- Born: April 8, 1855 Morgantown, Virginia, U.S.
- Died: August 10, 1940 (aged 85)
- Education: Massachusetts Institute of Technology
- Occupation: Architect
- Spouse: Louise Devereux

= Silas Reese Burns =

American architect (1855–1940)

Silas Reese Burns (1855–1940) was an American architect.

==Biography==

===Early life===
He was born on April 8, 1855, in Morgantown, Virginia. He became a Fellow of the American Institute of Architects in 1882. He graduated from the Massachusetts Institute of Technology in Cambridge, Massachusetts, in 1875.

===Career===
Together with Myron Hunt (1868–1952), John B. Parkinson (1861–1935), and Sumner Hunt (1865–1938), he designed the Hotel Maryland in Pasadena, California in 1903–1904, which was destroyed by a fire in 1914. Alongside George Wyman (1860–1939), he designed the Old Soldiers' Home in Sawtelle, Los Angeles.

Together with Sumner Hunt and Abraham Wesley Eager (1864–1930), he designed the private residence of William G. Kerckhoff located at 1325 West Adams Boulevard, Exposition Park, Los Angeles in 1908 and 1909. It is now home to the Annenberg Center for Communication at the University of Southern California. In 1908, they designed the Hope Ranch Country Club in Hope Ranch, California. The same year, they designed a mansion at the corner of Wilshire Boulevard and South Westmoreland Avenue, opposite the Bullocks Wilshire building. A year later, in 1909, they designed a Tudor Revival mansion for Arthur S. Bent (1863–1939), a building contractor, in Pasadena, California.

Together with Sumner Hunt, he designed the Children's Hospital Los Angeles in 1910. In 1911, they designed the A. C. McKevett House in Santa Paula, California. The same year, they designed the E. S. Hall House in Ojai, California. In 1913, they designed the Vermont Square Branch of the Los Angeles Public Library located at 1201 West 48th Street, which is listed on the National Register of Historic Places. From 1910 to 1914, they designed the Southwest Museum of the American Indian in Los Angeles. In 1914, they designed the Henry C. House in Oak Knoll, Pasadena, California. In 1919, they designed the Wilshire Country Club located at 301 North Rossmore Avenue in Los Angeles in 1919, but it was demolished and replaced in 1970. They designed the Ebell Club of Pomona, California, in 1924. They also designed the Ebell of Los Angeles located at 4400 Wilshire Boulevard in 1927, which is listed on the National Register of Historic Places. They also designed the McKinley House in Lafayette Park, Los Angeles, which was torn down in 1999. On the campus of Scripps College in Claremont, California, they designed the Administration Building in 1928, and Balch Hall in 1929.

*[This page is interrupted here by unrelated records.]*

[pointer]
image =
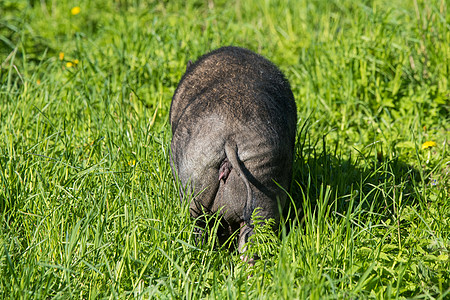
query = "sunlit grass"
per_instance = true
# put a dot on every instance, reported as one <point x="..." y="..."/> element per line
<point x="89" y="207"/>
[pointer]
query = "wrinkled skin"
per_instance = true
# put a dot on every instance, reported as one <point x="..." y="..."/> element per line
<point x="233" y="119"/>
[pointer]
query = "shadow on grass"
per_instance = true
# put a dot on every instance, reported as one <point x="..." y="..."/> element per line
<point x="369" y="184"/>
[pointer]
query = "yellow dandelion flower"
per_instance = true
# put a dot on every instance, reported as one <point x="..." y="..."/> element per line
<point x="428" y="144"/>
<point x="75" y="10"/>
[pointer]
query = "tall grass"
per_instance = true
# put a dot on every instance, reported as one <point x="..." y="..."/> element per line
<point x="90" y="209"/>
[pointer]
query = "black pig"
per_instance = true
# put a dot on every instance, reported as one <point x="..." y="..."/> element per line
<point x="233" y="119"/>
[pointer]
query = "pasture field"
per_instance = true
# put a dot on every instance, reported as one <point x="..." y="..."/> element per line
<point x="89" y="208"/>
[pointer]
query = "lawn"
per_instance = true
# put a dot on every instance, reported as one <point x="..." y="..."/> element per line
<point x="89" y="207"/>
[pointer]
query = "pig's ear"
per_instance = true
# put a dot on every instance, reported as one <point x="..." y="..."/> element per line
<point x="189" y="64"/>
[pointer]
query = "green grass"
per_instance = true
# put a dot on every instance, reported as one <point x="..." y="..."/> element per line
<point x="89" y="208"/>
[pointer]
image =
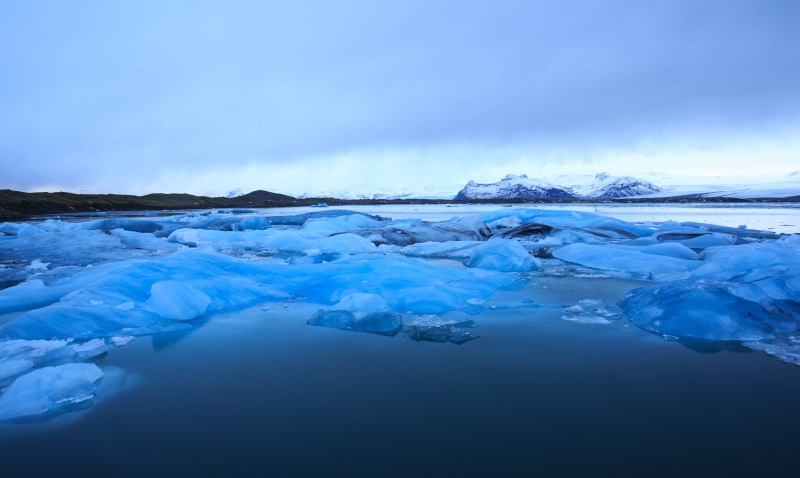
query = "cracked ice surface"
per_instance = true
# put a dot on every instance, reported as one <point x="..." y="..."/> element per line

Together with Sumner Hunt, Roland Coate (1890–1958) and Aurele Vermeulen (1885–1983), he designed the headquarters of the Automobile Club of Southern California located at 2601 South Figueroa Street from 1921 to 1923.

His office was located in the Homer Laughlin Building at 317 South Broadway in Downtown Los Angeles.

===Personal life===
He married Laura Beall of Troy, Ohio, in 1881. Laura died in 1884. He married Louise Devereux in 1891. They resided in Alhambra, California, and he retired in San Gabriel, California in 1930, where he was a member of the San Gabriel Valley Country Club. He died on August 10, 1940. He is buried in the San Gabriel Cemetery.